On sphere light, it looks like only light samples are taken into account, and with mesh lights with higher triangle count light sampling doesn't work (problem with smaller lights).

So the question is, is there any way to make this work? Is this a bug? (both light samples only on sphere light, and no light samples on higher poly lights)
I'm working with build from latest commit.

Bonus question: is there a way to make sphere light visible to camera?

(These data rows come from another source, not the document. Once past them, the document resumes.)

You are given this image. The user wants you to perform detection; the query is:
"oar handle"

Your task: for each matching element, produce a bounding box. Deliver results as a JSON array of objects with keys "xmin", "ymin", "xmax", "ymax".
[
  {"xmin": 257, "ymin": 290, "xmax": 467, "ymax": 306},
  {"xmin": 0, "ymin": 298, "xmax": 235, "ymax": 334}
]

The same problem is with "distant" light with large angle

Re: Sphere lights

Posted: Fri Jul 12, 2019 3:47 pm
by kintuX
Hi!

1. A quote about Point Lamp Radius property from BlendLuxCore LightPanel Point documentation.
Radius: Defines the size of the point lamp. If greater than zero, the point lamp is a sphere, but only in shadow and reflection calculations. It can not be viewed directly, so it will always be invisible to direct camera rays. A higher radius leads to softer shadows.
https://wiki.luxcorerender.org/BlendLux ... anel#Point

2. No.

Because there really is no "Sphere Light", but just a simple & effective computing model of an "infinitely small point light" - just an abstraction.
Sphere primitive should be supported first... but that's another topic. So you're left with triangles emitting light.
More about Physically Based Rendering.

Re: Sphere lights

Posted: Fri Jul 12, 2019 7:11 pm
by Dade
valenn wrote: Fri Jul 12, 2019 1:48 pm I'm trying to make sphere lights work, but it looks like MIS doesn't work on them. In the attached image, there are 2 lights. Left is sphere light, right is mesh with emission (which luxcore logs as "light source with 1280 triangles"). (right side of image is denoised)
There is no MIS because the point light with radius is not intersectable (as you can see, it is not visible) so it lacks the multiple way to sample the light, it is done only throw direct light sampling. And this leads to the result you are observing with a nearly specular glossy BRDF.

To have MIS, you need some kind of light source that is intersectable.